Berkshire held 9.81 million Apple shares worth $1.07 billion as of March 31, according to a regulatory filing detailing most stock holdings of Buffett’s Omaha, Nebraska-based conglomerate.
It is unclear whether the Apple investment was made by Buffett or by one of his portfolio managers, Todd Combs and Ted Weschler, who each invest about $9 billion.
Buffett typically makes Berkshire’s multibillion-dollar investments, while Combs and Weschler make smaller wagers.
The investment deepens Berkshire’s commitment to the technology sector, which Buffett has largely shunned apart from a big stake in International Business Machines Corp, which grew slightly in the first quarter.
Apple last month reported its first quarterly decline in revenue in 13 years as an increasingly saturated market hurt iPhone sales.
Chief Executive Tim Cook is looking to develop other technologies, and last week unveiled a $1 billion investment in Chinese ride-hailing service Didi Chuxing.
Shares of Apple have fallen by nearly one-third since April 2015. They were up $2.13, or 2.4 percent, at $92.65 in Monday morning trading, likely because of Berkshire’s imprimatur.

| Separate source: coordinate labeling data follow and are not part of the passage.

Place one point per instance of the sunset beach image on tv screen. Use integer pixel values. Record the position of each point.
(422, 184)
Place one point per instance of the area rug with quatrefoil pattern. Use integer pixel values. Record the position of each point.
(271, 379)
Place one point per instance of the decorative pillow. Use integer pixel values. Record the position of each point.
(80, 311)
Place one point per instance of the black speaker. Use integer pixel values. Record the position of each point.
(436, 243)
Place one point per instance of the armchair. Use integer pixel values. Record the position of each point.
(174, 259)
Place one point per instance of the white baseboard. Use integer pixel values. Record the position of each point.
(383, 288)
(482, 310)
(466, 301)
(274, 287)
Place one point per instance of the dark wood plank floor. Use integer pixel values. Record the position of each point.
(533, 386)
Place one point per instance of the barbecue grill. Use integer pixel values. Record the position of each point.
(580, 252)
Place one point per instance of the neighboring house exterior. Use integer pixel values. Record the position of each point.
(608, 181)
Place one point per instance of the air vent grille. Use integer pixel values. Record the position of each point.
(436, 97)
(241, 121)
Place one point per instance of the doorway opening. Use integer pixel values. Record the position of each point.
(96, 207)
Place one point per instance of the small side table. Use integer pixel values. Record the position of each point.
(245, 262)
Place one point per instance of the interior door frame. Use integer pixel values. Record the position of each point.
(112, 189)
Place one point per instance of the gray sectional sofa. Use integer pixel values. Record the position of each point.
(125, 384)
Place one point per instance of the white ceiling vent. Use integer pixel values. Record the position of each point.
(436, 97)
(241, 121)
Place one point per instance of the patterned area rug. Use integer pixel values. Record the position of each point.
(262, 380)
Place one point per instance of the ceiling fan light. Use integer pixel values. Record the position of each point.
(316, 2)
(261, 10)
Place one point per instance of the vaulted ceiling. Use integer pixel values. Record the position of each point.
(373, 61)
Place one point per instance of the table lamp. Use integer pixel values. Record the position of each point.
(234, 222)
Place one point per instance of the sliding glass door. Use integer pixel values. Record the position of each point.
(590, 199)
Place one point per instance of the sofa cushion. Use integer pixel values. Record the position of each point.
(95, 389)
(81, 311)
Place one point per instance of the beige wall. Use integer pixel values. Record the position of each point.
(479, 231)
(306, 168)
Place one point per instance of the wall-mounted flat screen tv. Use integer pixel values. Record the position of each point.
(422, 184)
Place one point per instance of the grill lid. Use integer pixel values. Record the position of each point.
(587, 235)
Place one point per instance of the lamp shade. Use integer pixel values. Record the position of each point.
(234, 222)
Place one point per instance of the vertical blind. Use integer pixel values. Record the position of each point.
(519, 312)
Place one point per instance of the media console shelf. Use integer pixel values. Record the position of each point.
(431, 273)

“The stock is stunningly cheap, and it has a massive pile of cash,” said Steve Wallman, founder of Wallman Investment Counsel in Middleton, Wisconsin, who has owned Berkshire since 1982 and Apple since 2003. “Apple is not getting credit for research and development it is doing behind the scenes, which will eventually show up in new products.”
An Apple spokeswoman did not immediately respond to requests for comment.
Despite his aversion to technology sector, Buffett told CNBC on Monday, he offered to help Dan Gilbert, the chairman of Quicken Loans and owner of the Cleveland Cavaliers basketball team, finance a bid for Internet company Yahoo.
Reuters first reported Buffett’s support on Friday.
The Apple investment may have been made with proceeds from the sale of AT&T stock, as Berkshire exited what had been a $1.6 billion stake in the quarter.
Berkshire’s investment also puts it at odds with investors that have retrenched from Apple.
Last month, billionaire activist investor Carl Icahn said he sold his entire Apple stake, on concern that China could make it harder for the company to do business there.
David Tepper’s Appaloosa LP also shed his Apple stake in the first quarter, while Ray Dalio’s Bridgewater Associates cut its investment by two-thirds.
In Monday’s filing, Berkshire also reported higher stakes in Bank of New York Mellon Corp, Deere & Co and Visa, and lower stakes in MasterCard and Wal-Mart Stores.